While it is arguable that Allstate’s is an effective commercial, it forced them to sacrifice that one thing on which marketing campaigns depend: slight-of-hand. The advertising industry does not want consumers to understand how they are being played upon. The consumer finds it distasteful to know that their very emotions are being used against them. As a result, the inner-workings of marketing campaigns have to be obscured. Allstate was forced to pull back the curtain on their machinations and all but spell out, everything is fine, our Presidential stand-in says so.

GEICO did not need to expose themselves in this way because they had their plucky Gecko. If that hadn’t worked, they had an entire Hanna Barbera-esque cast to roll out, which they did anyway.
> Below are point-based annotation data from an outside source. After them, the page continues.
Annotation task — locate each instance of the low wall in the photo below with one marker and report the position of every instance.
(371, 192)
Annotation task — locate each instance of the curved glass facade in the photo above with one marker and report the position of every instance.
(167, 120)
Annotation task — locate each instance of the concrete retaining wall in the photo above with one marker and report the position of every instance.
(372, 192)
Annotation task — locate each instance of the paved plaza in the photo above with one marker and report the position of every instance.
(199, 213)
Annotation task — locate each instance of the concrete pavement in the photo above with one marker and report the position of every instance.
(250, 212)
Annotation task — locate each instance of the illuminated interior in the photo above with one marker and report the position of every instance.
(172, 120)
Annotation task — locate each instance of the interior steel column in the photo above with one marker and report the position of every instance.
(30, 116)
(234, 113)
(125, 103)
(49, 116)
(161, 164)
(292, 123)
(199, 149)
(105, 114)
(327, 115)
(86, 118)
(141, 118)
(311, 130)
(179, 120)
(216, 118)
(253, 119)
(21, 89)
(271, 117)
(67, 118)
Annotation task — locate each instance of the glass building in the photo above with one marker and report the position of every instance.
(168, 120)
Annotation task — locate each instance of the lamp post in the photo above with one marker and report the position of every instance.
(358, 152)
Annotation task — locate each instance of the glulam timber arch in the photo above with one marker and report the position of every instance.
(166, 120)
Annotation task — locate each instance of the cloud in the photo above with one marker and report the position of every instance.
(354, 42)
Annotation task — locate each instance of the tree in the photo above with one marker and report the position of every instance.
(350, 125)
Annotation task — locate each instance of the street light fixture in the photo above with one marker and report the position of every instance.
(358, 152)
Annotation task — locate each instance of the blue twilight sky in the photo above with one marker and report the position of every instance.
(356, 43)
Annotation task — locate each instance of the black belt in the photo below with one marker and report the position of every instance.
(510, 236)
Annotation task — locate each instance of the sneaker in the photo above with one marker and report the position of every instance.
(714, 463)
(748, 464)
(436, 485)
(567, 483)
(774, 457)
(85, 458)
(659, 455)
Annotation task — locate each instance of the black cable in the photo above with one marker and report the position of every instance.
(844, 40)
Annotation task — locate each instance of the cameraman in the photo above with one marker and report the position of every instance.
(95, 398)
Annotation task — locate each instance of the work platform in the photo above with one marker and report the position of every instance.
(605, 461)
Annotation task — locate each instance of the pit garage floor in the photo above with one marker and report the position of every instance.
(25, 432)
One of the latest GEICO campaigns features a literal stack of money (with eyes), it is said to be the money that the consumer could be saving by switching to GEICO".

In a different time, this might have been too blatant of a gimmick, however, even this has been well-received by GEICO’s audience, which is, by now, essentially a fan-base. On the website, Marsha Hill gushed, “The Geico money bundle has no gender or race. It just has eyes and the suggestion of a nose and mouth. One thing it does have is presence. It just sits there but that's all it has to do. It's effective, relevant, likable. There is no judgement (sic) in those eyes. They are not beady or threatening. They do not mock. There is no pride behind those eyes. They are completely honest!” (

In reacting to the challenge of difficult economic times GEICO’s hydra has just grown new heads. On an open forum message board called, dedicated to “collective intelligence”, a woman who identifies herself only as NOVA, gave the best explanation of (and only justification needed for) GEICO’s marketing hydra. She wrote, “I approve of the variety – if I had to see any one of them as often as I see all of them I would hate them with a passion”.